National Post (National Edition)

Uber, Lyft spend big to crush ballot initiative

Classifica­tion of gig-worker up in California

- TINA BELLON

Uber Technologi­es Inc. and Lyft Inc. together are spending nearly US$100 million on a November California ballot initiative to overturn a state law that would compel them to classify drivers as employees.

That sum looks less huge, however, than the potential costs of complying with the existing law, according to a Reuters analysis.

The two ride-hailing companies would each face more than US$392 million in annual payroll taxes and workers' compensati­on costs even if they drasticall­y cut the number of drivers on their platforms, a Reuters calculatio­n showed.

Using a recently published Cornell University driver pay study in Seattle as a basis, Reuters calculated that each full-time driver would cost the company, on average, an additional US$7,700. That includes roughly US$4,560 in annual employer-based California and federal payroll taxes and some US$3,140 in annual workers' compensati­on insurance, which is mandated in California.

The companies say they would need to significan­tly hike prices to offset at least some of those additional costs, which in turn would likely cause a decrease in consumer demand, but cushion the blow of the added costs to the bottom line.

Uber and Lyft have also said they could abandon the California market — an economy that would rank fifth in the world if the state were a sovereign nation. Other U.S. states have said they plan to follow California's lead and pass similar laws.

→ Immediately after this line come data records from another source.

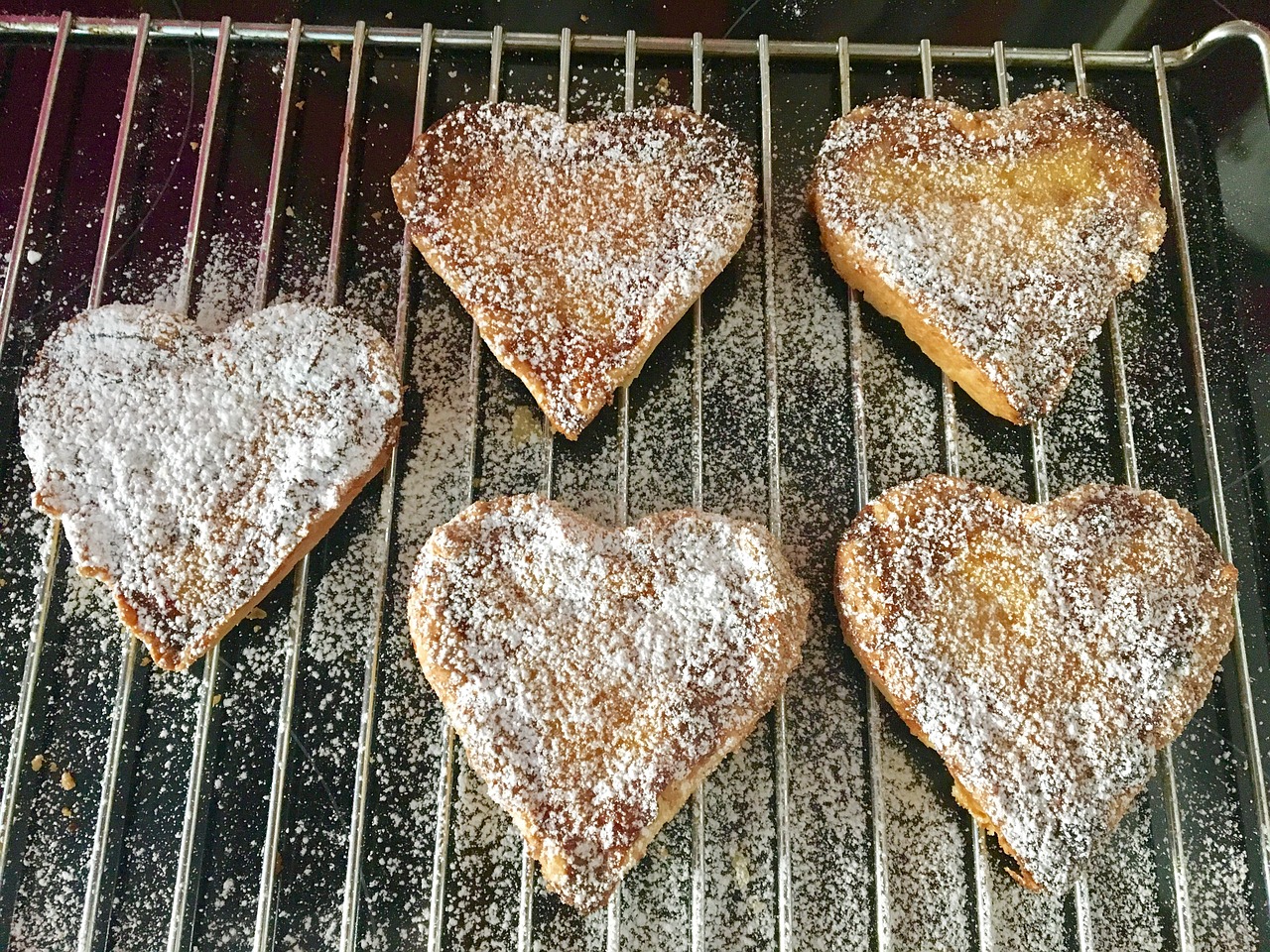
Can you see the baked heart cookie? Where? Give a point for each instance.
(190, 472)
(575, 246)
(997, 239)
(1044, 652)
(597, 675)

A “yes” vote on California's Propositio­n 22 gives Uber and Lyft what they seek, which is to overturn the state's gig-worker law, known as AB5, which took effect in January. Uber and Lyft have insisted the law does not apply to them, sparking a legal battle.

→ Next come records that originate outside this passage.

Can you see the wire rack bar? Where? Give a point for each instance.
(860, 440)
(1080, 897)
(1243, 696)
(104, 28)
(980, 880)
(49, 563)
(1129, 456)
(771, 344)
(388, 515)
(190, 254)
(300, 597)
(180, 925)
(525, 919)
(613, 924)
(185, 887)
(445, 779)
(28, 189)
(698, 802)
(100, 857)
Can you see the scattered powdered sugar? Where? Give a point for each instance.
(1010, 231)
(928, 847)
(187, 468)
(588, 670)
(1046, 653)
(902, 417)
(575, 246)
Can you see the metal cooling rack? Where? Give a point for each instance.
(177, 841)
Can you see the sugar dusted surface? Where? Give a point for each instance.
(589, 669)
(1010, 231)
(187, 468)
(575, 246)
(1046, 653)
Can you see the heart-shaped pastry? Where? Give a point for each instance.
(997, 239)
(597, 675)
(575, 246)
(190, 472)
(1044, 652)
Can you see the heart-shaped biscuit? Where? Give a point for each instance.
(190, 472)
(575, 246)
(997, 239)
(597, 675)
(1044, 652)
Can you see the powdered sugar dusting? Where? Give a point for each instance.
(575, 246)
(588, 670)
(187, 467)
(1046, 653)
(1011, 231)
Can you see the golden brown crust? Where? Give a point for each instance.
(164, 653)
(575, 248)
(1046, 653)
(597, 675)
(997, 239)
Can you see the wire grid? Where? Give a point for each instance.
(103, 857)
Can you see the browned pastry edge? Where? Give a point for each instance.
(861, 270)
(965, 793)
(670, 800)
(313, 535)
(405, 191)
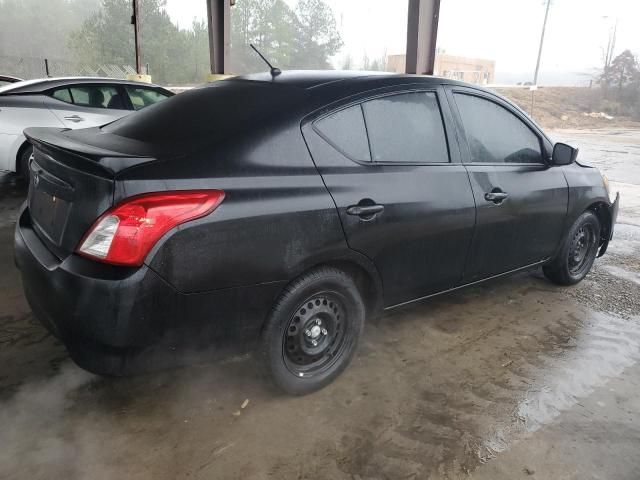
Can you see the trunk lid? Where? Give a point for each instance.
(71, 184)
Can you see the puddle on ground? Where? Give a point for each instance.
(602, 347)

The tussle over classifica­tion highlights the political and business risks facing Uber, Lyft, DoorDash and other companies that have built businesses on workers who are not classified as employees eligible for health coverage, unemployme­nt insurance or other benefits.

Under the company-sponsored ballot measure, socalled gig workers would receive some benefits, including minimum pay, healthcare subsidies and accident insurance, but remain independen­t contractor­s not entitled to more substantia­l employee benefits.

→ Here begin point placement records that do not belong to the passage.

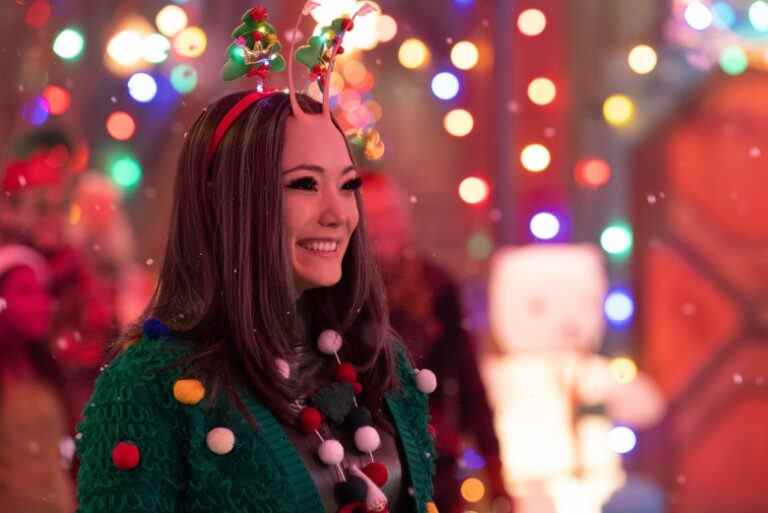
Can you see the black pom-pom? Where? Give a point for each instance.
(153, 328)
(359, 416)
(351, 490)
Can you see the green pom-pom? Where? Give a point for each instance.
(241, 30)
(233, 70)
(277, 63)
(335, 401)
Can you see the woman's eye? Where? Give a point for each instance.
(353, 184)
(307, 183)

The question of whether gig workers should be treated as employees has become a national issue in U.S. politics.

U.S. Democratic presidenti­al candidate Joe Biden and his running mate, Senator Kamala Harris, have both voiced their strong support for California's labour law and directly called on voters to reject the companies' ballot proposal that would weaken it.

The campaign of U.S. President Donald Trump has not directly weighed in on the ballot measure, but the administra­tion's Labor Department in September published proposed rules that would standardiz­e legal definition­s across the country and provide more room for companies to maintain independen­t contractor­s. U.S. Labor Secretary Eugene Scalia criticized AB5 in an opinion piece published on Sept. 22.

California represents 9 per cent — or roughly US$1.63 billion in all of 2019 — of Uber's global rides and food delivery gross bookings. However, California generates a negligible amount of adjusted earnings before interest, taxes, depreciati­on and amortizati­on, Uber said in November 2019.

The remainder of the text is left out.